When we are still, we are present with one another. We do not have to worry about our technique or our creativity or doing the right thing – we simply are one another.

When we are still, the noise drops out, and we can connect with each other more deeply on an emotional level.

When we are still, we have the time and energy with which to listen to one another.

And when we are still, we start from a baseline out of which we can use our bodies intentionally to communicate with one another.

Now to be clear, the type of stillness I am talking about varies immensely. And one does not of course have to be completely still, and most certainly not all of the time. One simply has to choose to move out of a base of stillness. Stillness takes form such as a 6 second long hug at a beginning of a dance; it may be the simple suspending breaths on counts 4 and 8; it could be a break in the music where you simply stand and look at one another; it could be counterbalance in an extended movement, when your eyes meet for a split second across the distance of your extended arms.

As a leader, to initiate stillness shows followers that you are present with your follower. It shows that you are eager to communicate on a level that goes beyond simple steps. It shows them that you care about your connection. It shows that all of the movements you will initiate come out of partnership and intention. (For more on which, see this recent post on leader qualities.)

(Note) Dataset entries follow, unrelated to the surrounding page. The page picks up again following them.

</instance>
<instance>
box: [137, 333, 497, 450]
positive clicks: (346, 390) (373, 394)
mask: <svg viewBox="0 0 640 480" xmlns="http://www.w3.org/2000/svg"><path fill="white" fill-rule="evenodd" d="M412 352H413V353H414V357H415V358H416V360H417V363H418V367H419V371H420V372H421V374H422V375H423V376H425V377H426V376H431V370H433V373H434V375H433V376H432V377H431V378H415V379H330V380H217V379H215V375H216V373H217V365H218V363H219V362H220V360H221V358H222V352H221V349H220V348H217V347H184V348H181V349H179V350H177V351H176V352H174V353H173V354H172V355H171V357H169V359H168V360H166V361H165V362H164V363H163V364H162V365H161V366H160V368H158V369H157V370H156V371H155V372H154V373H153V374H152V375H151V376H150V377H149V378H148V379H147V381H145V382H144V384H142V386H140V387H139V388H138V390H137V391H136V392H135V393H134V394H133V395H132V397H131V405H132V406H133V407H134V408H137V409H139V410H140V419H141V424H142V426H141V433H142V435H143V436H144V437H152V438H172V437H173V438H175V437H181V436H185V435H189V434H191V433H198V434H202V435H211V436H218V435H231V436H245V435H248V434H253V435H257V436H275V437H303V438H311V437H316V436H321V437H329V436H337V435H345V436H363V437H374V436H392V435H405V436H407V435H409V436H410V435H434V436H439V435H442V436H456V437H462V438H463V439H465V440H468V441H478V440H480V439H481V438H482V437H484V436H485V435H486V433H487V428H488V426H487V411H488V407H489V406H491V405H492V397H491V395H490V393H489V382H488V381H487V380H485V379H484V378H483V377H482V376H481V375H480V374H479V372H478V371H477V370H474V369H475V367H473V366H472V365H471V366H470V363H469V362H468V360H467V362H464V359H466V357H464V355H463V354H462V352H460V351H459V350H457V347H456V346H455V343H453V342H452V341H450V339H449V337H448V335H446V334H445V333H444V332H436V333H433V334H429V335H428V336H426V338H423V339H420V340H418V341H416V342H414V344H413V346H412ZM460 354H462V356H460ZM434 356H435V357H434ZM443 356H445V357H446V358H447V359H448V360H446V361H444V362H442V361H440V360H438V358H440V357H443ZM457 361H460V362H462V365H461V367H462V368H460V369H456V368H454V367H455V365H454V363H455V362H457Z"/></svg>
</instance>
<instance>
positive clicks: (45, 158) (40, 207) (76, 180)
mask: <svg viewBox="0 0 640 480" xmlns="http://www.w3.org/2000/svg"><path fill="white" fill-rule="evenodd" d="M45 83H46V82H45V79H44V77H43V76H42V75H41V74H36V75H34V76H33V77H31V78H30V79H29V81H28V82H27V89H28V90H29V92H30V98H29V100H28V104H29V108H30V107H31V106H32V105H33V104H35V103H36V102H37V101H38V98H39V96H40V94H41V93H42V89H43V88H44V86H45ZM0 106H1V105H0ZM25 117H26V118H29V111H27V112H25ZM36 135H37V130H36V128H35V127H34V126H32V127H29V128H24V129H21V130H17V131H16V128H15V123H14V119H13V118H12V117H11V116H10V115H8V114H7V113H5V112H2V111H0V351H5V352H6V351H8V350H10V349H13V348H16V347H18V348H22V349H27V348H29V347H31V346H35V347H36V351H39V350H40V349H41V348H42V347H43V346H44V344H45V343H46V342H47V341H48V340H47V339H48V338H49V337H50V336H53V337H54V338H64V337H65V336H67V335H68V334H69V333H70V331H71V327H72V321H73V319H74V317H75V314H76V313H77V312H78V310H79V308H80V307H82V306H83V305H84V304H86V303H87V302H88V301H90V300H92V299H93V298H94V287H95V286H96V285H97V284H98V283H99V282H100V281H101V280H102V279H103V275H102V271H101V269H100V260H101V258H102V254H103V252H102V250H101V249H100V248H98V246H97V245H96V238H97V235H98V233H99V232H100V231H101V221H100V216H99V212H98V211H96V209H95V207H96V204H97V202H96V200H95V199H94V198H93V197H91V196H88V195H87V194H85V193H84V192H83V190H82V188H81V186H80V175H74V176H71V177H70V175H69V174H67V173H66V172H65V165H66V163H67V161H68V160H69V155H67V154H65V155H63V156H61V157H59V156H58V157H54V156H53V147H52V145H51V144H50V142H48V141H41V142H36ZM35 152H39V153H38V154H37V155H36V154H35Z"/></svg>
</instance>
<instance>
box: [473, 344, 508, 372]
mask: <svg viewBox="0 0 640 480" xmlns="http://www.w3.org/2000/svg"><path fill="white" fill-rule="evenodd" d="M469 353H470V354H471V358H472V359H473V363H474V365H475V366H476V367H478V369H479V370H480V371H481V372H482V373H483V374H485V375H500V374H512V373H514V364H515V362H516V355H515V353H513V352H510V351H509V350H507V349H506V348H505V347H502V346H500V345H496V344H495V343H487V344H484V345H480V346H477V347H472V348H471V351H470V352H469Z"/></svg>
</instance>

As followers, this enables you to be truly, incredibly in tune with your partners.  Sometimes in classes followers are told to “have patience” or to “wait.” “Don’t anticipate!” instructors admonish. But I argue that in doing so these instructors do not quite get at the heart of the matter. Instead, I would insist: Be still. Listen.

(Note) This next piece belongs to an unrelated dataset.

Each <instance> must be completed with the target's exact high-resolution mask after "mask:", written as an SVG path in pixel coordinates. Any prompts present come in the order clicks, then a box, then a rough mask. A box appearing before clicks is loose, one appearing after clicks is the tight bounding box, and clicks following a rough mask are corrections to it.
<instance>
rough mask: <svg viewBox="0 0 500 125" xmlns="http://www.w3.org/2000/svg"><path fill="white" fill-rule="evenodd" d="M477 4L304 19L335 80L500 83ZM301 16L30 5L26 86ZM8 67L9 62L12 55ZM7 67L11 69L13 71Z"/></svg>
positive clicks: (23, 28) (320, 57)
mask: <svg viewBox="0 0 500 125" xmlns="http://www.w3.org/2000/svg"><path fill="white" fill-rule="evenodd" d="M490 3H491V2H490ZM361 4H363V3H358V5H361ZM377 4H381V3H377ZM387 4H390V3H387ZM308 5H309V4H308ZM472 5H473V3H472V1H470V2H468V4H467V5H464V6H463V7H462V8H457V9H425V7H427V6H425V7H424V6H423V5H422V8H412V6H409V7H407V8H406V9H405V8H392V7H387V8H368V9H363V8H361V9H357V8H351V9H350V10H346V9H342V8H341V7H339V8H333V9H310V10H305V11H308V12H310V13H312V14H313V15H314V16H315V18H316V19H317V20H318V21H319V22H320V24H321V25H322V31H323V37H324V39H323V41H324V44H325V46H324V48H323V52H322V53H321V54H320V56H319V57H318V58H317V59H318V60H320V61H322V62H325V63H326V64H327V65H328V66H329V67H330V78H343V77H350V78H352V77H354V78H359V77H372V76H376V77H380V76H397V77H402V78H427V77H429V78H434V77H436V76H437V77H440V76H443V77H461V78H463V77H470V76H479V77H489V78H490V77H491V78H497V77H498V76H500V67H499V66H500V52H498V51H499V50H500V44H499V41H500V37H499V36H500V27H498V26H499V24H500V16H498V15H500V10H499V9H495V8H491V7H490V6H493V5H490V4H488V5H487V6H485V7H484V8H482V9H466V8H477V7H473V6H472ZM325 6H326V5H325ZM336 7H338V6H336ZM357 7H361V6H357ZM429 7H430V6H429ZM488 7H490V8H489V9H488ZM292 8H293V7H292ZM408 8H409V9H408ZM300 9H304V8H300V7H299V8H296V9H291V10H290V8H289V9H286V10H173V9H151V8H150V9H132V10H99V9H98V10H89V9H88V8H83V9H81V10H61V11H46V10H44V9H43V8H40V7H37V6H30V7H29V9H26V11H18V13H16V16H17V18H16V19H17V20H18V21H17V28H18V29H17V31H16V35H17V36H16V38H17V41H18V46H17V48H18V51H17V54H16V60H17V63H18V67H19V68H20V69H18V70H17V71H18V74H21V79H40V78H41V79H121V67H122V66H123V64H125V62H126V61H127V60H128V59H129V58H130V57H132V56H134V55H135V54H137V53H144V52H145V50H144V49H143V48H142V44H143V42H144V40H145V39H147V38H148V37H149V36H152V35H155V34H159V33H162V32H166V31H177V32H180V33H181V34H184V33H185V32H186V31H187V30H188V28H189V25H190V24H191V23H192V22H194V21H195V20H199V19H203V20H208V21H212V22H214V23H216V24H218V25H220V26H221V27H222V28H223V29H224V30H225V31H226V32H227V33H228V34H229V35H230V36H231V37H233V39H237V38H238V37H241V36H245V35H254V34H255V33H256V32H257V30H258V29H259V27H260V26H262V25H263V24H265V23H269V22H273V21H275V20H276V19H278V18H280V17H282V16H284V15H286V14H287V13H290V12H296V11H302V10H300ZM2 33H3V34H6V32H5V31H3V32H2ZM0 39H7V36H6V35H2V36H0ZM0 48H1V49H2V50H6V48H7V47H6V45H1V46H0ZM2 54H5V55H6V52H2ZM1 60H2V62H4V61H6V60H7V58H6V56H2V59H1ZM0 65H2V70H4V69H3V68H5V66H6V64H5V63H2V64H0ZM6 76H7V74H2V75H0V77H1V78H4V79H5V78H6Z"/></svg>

When a leader stops moving, I know, I know, you might really want to keep moving. You might want to keep doing a basic or to take this moment to do something cool with your hips or your hands and shine. But if you also go still, and you wait, then you and your partner share a beautiful moment of tension and suspension, in which you are both ready to hear the slightest signal from one another’s bodies. You could then choose to move – but in this case it would be a moment of intentional communicating, not for the arbitrary sake of constant motion.

For both leaders and followers, out of stillness comes a platform for truly communicating. Instead of moving willy nilly just because that’s what you’re supposed to do, movement becomes intentional. Every move conveys an emotion, an idea, that your partner can interpret, and volley back to you.

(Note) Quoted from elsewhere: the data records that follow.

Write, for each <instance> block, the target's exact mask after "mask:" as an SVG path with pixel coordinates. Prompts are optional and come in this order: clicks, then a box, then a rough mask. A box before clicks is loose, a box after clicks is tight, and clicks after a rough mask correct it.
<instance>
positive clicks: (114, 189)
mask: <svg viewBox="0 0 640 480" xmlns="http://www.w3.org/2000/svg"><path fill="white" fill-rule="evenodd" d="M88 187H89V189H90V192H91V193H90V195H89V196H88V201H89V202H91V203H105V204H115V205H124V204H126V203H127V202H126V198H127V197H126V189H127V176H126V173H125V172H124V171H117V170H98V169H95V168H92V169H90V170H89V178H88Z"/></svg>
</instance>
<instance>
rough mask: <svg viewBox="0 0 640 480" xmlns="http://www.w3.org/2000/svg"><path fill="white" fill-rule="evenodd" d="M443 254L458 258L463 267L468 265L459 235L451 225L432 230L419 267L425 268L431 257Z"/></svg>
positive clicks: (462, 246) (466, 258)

Consider an exercise of standing in closed position with a partner with your eyes closed. Stand still. Don’t move. As a leader, transfer your weight slightly back and forth between your feet, ever so slightly. Your follower should be able to feel this and move with you. Go back to standing still. You can breathe together, literally. With stillness, this is possible, as you slow down and feel each other. In a state of stillness you can do other intentionally feeling things such as slightly tap your fingers, tilt your head, pop your rib cage, shake your shoulders gently, wait for a second or two then do a subtle roll of your abdomen. Each of these movements is a communication for your partner and your partner alone. An audience could maybe see this if they’re looking for it (and personally am watching for it like a hawk), but they don’t know what it feels like.

So I do not mean to say that when you dance you should never be moving. You should. And I don’t mean to say that followers should never move when their leaders give them stillness. Because out of stillness comes opportunities to connect, and to communicate with your body.

But I believe that the default when we dance should be stillness. The default should be presence. The default should be listening. And then, from that platform, movements can all be intentional, emotional, interesting, connected. Instead of rushing ahead with movement, we wait and move in synchrony.  This is because our movements are not given but intentional acts of communication, ones that convey affects such as love, joy, sensuality, passion, tenderness, fire, playfulness, or whatever you’d like.